The last day of Lent is finally here and we know the celebration of Easter is at hand. Holy Saturday, or Easter Eve, is a day of preparation, but it only lasts until dusk. After sundown, in the Anglican, Catholic, and increasingly, Lutheran traditions, the liturgy of the Great Vigil of Easter is celebrated. The prescribed lessons for this service recount the great stories from the Old Testament of God's promises, including the Creation, Noah and the ark, and the parting of the Red Sea.
Traditionally, the service may include baptisms and reception of new members, proceeds to the proclamation of the resurrection and ends with the celebration of the first Easter Eucharist. The day begins somberly, recalling the events of Good Friday, but ends in joy.

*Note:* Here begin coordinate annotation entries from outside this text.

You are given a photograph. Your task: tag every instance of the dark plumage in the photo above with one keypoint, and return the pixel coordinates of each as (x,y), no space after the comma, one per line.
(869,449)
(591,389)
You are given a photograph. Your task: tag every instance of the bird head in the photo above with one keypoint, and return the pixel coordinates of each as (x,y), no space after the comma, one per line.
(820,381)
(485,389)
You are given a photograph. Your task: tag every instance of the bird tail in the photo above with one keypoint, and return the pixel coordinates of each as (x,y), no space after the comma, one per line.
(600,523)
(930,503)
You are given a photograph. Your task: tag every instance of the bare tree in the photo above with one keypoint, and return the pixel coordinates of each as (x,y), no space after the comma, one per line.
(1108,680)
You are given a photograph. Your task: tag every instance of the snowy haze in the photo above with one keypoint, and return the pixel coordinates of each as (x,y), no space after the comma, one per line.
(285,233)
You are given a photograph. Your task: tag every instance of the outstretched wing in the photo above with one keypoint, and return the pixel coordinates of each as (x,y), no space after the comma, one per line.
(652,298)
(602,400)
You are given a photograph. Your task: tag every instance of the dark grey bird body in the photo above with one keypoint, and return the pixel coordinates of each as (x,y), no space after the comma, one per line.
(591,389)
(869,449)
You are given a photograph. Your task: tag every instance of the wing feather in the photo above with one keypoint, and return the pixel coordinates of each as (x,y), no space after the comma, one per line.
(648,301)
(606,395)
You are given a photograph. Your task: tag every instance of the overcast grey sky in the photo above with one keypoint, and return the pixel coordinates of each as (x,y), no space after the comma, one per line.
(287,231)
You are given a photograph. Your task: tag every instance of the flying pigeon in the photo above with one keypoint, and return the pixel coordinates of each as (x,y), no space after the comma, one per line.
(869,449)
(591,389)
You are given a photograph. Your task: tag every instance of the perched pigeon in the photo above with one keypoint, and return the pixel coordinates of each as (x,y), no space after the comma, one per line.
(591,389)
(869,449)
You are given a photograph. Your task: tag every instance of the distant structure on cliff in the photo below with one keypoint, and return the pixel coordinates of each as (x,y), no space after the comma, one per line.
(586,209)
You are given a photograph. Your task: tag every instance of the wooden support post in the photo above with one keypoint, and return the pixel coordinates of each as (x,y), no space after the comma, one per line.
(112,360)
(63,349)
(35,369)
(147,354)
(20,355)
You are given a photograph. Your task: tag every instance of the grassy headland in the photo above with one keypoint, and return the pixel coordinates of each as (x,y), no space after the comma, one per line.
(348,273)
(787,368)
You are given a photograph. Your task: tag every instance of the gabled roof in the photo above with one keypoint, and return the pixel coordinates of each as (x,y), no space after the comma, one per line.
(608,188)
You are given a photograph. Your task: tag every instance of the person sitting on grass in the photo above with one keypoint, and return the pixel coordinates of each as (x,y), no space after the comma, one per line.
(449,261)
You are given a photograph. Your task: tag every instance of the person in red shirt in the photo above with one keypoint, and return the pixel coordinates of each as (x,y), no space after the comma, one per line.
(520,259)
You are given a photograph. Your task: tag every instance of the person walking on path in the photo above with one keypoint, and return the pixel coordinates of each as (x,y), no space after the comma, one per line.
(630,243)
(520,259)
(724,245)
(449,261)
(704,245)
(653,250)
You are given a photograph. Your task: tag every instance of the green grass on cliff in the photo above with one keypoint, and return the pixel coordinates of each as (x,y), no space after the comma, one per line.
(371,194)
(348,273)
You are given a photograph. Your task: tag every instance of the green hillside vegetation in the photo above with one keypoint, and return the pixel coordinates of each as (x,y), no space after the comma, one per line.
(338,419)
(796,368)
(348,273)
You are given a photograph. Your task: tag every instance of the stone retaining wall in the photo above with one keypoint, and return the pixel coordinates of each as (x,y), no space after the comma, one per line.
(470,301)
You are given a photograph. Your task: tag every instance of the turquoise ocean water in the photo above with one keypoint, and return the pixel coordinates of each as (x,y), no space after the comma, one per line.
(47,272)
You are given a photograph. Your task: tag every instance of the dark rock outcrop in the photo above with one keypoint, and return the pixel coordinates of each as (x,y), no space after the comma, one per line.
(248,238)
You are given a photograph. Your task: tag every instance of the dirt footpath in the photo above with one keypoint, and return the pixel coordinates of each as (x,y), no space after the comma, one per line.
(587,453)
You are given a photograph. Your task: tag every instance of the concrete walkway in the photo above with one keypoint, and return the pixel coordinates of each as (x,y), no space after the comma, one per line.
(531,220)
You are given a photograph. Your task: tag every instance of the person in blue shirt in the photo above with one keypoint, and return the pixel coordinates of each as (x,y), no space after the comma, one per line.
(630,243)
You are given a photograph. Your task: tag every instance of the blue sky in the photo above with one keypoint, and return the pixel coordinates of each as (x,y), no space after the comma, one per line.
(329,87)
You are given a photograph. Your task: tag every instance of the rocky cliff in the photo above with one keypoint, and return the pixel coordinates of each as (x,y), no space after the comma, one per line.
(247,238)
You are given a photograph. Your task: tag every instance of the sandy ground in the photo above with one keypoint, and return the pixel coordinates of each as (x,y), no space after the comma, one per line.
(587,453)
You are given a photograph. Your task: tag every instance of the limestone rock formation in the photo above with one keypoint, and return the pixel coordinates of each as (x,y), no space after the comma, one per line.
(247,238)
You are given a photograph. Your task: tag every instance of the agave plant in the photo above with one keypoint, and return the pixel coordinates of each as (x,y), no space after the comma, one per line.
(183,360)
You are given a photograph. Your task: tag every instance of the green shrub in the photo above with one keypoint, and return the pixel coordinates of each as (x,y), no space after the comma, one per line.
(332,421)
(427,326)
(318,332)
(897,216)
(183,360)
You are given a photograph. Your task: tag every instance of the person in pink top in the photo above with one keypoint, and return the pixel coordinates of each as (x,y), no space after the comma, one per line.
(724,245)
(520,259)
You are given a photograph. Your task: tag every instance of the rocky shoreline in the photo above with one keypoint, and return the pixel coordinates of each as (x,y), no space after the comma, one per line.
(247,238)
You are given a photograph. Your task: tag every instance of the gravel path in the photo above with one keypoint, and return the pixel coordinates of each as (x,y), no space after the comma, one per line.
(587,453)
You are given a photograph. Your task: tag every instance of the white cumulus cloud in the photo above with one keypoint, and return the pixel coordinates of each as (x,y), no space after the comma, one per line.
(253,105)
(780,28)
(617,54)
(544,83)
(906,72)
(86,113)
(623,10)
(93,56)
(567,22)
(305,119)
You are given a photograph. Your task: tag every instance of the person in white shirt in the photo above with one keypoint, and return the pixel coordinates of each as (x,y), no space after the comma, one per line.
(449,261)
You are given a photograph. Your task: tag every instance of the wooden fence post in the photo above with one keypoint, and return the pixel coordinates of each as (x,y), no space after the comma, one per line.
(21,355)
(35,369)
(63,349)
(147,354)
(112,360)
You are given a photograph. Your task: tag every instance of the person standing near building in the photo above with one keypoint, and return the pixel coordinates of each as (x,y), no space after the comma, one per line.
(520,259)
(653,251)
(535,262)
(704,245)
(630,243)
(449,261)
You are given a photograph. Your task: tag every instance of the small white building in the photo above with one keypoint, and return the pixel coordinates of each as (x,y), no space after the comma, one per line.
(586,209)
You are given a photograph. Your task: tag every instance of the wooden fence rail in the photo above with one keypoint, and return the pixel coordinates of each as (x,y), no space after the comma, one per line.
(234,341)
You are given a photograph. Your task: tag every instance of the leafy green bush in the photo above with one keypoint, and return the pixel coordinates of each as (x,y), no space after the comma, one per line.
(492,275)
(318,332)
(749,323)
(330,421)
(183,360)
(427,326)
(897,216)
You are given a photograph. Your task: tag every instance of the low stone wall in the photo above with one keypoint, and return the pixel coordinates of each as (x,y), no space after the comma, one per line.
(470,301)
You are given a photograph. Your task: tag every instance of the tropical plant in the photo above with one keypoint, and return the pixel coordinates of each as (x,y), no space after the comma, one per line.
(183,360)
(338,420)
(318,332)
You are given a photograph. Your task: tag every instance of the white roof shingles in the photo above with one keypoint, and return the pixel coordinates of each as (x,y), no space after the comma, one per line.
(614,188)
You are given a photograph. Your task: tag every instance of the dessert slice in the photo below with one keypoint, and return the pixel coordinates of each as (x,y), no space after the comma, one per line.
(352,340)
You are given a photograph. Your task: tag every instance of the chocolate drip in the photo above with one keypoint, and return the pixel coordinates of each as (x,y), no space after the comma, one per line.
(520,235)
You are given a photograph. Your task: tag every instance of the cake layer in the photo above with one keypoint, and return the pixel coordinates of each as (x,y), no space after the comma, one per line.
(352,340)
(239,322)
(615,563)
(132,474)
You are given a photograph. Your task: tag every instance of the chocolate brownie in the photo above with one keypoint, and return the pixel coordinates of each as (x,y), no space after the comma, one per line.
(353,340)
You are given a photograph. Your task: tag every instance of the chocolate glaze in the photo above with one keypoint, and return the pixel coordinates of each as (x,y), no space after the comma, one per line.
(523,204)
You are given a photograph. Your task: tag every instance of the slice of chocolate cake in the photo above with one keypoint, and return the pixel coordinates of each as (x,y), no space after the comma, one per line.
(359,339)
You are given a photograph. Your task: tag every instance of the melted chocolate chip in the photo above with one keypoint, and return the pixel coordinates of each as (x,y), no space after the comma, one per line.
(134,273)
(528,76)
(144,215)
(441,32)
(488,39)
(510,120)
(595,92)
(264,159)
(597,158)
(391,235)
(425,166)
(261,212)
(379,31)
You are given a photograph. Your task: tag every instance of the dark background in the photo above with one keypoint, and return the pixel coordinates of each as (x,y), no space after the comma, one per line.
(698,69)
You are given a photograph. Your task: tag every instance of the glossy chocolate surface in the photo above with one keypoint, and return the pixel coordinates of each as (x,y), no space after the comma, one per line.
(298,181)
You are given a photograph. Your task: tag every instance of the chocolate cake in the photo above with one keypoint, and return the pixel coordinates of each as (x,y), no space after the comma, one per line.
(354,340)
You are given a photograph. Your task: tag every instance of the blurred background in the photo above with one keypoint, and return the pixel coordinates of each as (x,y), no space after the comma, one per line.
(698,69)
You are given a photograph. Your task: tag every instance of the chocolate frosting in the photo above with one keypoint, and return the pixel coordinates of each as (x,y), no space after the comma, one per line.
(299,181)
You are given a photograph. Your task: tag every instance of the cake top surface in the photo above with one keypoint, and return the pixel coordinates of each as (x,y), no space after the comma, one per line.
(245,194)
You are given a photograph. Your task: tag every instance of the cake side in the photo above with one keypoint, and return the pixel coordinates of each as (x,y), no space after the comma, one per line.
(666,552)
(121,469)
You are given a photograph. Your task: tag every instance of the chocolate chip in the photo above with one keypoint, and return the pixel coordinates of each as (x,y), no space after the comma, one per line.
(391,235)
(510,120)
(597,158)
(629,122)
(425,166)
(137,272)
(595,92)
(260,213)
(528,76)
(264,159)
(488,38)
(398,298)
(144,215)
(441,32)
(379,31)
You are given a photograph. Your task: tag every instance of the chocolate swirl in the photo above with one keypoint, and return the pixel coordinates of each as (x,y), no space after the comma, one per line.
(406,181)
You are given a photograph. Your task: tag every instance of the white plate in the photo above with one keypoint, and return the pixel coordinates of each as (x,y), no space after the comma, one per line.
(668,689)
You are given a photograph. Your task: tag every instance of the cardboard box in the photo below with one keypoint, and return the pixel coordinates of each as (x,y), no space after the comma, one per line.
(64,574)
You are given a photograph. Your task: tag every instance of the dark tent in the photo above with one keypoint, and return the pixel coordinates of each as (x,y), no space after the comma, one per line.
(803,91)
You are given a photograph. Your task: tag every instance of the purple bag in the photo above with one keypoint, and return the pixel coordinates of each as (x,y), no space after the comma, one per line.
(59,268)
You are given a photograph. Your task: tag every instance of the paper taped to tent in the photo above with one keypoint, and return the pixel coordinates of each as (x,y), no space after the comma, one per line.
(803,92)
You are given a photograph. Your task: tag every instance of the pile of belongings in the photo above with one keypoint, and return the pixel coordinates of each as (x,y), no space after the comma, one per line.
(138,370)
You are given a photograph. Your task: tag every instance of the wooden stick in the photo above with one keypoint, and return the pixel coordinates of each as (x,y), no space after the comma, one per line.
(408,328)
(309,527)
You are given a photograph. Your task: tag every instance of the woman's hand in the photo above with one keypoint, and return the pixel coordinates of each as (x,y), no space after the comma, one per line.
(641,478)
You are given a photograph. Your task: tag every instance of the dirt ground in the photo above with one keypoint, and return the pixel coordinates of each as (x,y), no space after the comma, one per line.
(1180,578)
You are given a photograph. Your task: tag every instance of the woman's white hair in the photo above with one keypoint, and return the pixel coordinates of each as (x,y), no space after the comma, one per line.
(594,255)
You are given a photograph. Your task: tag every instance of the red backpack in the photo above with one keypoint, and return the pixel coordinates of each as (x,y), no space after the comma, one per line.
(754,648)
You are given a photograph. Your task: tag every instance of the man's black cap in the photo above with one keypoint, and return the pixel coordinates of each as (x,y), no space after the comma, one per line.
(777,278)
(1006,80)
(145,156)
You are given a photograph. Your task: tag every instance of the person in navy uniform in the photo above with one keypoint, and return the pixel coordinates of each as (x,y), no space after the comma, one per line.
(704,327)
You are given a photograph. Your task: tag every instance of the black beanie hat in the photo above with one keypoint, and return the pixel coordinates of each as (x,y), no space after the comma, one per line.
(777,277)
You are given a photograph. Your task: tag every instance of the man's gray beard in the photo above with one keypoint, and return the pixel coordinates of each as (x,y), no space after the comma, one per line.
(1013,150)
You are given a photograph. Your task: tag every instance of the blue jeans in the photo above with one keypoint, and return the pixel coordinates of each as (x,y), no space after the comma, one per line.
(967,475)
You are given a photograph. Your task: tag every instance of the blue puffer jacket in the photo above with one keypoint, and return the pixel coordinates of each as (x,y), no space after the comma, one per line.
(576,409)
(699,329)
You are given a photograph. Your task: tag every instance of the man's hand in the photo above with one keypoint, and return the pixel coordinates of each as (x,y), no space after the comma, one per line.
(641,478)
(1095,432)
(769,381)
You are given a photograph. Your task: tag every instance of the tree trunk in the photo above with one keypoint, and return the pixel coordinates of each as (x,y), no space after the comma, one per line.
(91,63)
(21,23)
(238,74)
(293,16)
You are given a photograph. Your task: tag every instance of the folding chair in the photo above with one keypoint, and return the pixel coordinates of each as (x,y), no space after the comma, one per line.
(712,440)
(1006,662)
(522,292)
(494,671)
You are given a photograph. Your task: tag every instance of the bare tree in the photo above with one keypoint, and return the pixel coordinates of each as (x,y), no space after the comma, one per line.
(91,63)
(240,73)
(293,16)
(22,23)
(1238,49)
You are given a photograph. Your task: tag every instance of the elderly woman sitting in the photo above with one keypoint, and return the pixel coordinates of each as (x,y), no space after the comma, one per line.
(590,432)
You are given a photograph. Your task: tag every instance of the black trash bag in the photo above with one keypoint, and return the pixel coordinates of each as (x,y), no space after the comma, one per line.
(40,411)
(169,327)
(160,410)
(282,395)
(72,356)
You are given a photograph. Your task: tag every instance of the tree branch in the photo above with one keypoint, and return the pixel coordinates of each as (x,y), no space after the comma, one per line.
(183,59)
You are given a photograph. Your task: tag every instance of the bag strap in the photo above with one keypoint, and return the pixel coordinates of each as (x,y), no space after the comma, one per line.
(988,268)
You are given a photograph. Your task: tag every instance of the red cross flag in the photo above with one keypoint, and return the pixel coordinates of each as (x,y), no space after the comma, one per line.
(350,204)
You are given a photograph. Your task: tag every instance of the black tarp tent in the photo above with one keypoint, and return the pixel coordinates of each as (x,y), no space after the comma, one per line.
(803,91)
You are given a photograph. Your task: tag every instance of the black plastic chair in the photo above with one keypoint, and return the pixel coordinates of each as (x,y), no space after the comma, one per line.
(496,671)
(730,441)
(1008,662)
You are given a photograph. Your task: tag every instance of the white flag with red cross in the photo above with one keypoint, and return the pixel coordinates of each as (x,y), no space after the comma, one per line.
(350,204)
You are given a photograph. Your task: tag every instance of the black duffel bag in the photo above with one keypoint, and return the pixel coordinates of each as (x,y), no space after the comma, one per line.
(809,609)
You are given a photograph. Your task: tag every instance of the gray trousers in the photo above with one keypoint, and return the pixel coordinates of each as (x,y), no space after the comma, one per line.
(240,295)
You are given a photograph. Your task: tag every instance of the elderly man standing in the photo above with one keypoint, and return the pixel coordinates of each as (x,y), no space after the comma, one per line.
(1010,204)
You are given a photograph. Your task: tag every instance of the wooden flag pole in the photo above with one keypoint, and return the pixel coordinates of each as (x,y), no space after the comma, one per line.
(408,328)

All the sacrifice is ended,
Breathed his body’s latest breath,
And his human soul hath wended
Where the weary rest beneath;
Christ's own body comprehended
All the human law of death!
Yet not there his soul remaineth
Nor his body in the tomb:
Lo! what sudden glory gaineth
Quick dominion o’er the gloom!
Yea, o’er death and hell he reigneth
Bursting back the gates of doom!
Manifold the attestation
Comrades tell the marvel o’er,
And the soldiers from their station,
And the angels at the door,
And his own Word’s revelation,
“Lo! I live for evermore.”
Hail, thou morn of resurrection,
Primal holy Easter Day!
Now the hours of deep dejection
’Neath the night-clouds’ bleak array,
Foes’ reviling, friends’ defection,
In thy glory pass away!
Savior! in our night of weeping
Tell us of the joyful morn,
Guard our souls, their vigil keeping
In the hours of hate and scorn
Raise us falling, wake us sleeping,
Till our Easter day be born.
Samuel J. Stone, 1866
Tune: ORIEL (184.108.40.206.8.7.)
Caspar Ett, 1840
Revisiting an earlier hymn presented here, I've come to recognize that O'er the shoreless waste of waters was probably intended for the Easter Vigil. Bishop How's original last verse for this baptism hymn connected the resurrection with the promises of the Old Testament. (I think my revision still works for the rest of the year.)
P.S. The painting above, The Angel is Opening Christ's Tomb, is by 17th century Dutch artist Benjamin Gerritsz Cuyp.